並んでいた他の破産者たちが、一斉に悲鳴を上げた。彼らは慌てて、隠し持っていた指輪や、服の裏地に縫い付けた金貨を、震えながら差し出し始めた。
「こ、これも出します!」
「隠し金庫の鍵です!」
「命だけは……!」
その阿鼻叫喚の中で、蓮は胃の痛みをこらえながらヴァレリオにささやいた。
「……やりすぎじゃないですか、ヴァレリオさん。ダイヤモンド一つで死刑なんて」
「いいえ、蓮殿。これが『信用』の代償です」
ヴァレリオは、積み上げられた没収品――再生への原資――を見つめて言った。
「彼らは博打に負けたから処刑されたわけではない。『国家を騙そうとした』からなのだ。……ここで甘い顔を見せれば、誰も法を守らなくなる。新しい社会を作るには、まず腐った根を完全に焼き切らねばならん」
そして、マルクスは列の最後尾にいた若者――ラクリオを見た。彼は全てを失い、ボロボロになっていたが、隠し立てするものは何も持っていなかった。
「……ラクリオ。お前は隠し財産はないな?」
「はい……。全部、労働金庫に返済にあててきましたから」
「よろしい。お前には3年の労役を命じる。……場所は、南部の干拓地だ。衣食住は保証される。泥にまみれて働き、3年後に戻ってこい。
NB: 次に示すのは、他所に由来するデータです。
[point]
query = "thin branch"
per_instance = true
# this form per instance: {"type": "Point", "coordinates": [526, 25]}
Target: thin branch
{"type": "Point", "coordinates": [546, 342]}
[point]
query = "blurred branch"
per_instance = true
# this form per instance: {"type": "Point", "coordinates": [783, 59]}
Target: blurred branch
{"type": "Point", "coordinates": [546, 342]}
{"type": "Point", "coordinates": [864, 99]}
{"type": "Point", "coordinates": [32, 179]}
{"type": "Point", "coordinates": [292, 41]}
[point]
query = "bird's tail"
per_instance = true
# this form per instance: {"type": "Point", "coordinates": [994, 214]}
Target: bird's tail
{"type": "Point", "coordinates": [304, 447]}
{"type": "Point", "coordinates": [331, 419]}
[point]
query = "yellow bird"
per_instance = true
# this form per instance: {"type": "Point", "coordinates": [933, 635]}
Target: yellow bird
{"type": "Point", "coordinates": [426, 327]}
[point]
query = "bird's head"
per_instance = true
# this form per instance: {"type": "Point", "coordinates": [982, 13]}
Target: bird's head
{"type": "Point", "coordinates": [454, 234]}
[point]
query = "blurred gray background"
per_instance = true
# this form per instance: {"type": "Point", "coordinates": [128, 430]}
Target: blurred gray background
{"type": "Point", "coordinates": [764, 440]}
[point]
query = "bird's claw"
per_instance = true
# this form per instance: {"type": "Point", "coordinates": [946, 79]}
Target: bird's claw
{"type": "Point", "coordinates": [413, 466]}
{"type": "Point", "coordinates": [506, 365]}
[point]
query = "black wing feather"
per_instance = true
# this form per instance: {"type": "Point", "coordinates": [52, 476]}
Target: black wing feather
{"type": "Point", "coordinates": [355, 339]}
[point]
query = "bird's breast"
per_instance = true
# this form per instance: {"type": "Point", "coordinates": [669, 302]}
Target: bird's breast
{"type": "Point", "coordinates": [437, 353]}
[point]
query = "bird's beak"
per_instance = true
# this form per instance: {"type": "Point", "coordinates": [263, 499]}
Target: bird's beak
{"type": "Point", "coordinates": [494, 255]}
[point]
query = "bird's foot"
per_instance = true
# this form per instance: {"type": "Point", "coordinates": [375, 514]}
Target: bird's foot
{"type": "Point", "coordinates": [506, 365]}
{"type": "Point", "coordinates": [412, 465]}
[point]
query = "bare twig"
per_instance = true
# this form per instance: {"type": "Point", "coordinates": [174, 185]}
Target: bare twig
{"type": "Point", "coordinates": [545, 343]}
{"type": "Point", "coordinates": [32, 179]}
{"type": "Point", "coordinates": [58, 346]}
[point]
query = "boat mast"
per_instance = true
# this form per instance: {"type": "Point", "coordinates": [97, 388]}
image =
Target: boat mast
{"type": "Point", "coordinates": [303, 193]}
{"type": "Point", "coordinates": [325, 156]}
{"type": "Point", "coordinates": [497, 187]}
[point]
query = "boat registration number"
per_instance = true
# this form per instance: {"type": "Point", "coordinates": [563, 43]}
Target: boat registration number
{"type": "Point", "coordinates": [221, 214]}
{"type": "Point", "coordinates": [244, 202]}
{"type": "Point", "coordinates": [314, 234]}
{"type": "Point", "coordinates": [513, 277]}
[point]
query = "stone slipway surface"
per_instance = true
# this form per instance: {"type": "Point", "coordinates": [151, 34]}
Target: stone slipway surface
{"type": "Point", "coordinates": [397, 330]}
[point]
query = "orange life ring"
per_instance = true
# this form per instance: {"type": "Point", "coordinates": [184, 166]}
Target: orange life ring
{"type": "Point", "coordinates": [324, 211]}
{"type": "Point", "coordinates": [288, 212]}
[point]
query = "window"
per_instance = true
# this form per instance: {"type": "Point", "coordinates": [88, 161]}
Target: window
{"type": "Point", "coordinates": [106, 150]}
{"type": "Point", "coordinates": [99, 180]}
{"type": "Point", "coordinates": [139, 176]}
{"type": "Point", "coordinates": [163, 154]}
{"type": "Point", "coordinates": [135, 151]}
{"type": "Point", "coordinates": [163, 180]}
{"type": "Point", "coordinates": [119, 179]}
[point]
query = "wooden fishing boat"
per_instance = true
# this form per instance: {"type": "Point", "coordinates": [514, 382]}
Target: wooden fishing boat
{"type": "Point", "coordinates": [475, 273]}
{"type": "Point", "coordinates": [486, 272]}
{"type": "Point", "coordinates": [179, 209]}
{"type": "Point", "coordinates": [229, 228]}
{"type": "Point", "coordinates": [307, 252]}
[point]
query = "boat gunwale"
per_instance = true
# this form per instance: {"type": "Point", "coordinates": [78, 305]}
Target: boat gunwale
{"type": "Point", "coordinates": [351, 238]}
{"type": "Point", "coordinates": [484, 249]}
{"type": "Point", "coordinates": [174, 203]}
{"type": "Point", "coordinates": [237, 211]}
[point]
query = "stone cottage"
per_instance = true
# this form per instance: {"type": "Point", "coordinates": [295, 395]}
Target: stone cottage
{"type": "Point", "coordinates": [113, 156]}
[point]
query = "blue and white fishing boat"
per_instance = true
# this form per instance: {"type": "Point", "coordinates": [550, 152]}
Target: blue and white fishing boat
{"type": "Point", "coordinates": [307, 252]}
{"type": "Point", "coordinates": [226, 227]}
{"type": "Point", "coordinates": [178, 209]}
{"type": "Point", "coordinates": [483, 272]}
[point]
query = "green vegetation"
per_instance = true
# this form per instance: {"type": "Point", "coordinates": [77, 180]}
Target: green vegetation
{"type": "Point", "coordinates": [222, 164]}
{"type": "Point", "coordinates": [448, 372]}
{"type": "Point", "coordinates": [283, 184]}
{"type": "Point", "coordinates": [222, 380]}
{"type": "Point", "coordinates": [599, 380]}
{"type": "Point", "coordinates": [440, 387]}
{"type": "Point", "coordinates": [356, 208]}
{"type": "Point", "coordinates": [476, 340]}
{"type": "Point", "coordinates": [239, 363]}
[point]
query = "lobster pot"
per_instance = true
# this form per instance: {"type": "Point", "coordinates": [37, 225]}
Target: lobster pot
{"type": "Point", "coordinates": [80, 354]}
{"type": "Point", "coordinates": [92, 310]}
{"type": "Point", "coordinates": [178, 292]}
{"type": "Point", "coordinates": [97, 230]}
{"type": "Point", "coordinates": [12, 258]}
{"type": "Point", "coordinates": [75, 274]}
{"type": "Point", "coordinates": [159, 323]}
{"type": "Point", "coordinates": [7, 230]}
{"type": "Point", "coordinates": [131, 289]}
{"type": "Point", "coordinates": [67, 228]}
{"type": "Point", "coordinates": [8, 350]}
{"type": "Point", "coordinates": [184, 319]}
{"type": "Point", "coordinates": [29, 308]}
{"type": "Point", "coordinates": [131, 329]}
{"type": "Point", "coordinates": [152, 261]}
その時、お前は自由だ」
ラクリオは深く頭を下げた。
「ありがとうございます……!」
死刑と、再生。その境界線は、たった一つの嘘があるかないかだった。この厳格すぎる破産制度により、ソラニア王国の不良債権処理は、血を流しながらも驚異的なスピードで進むことになる。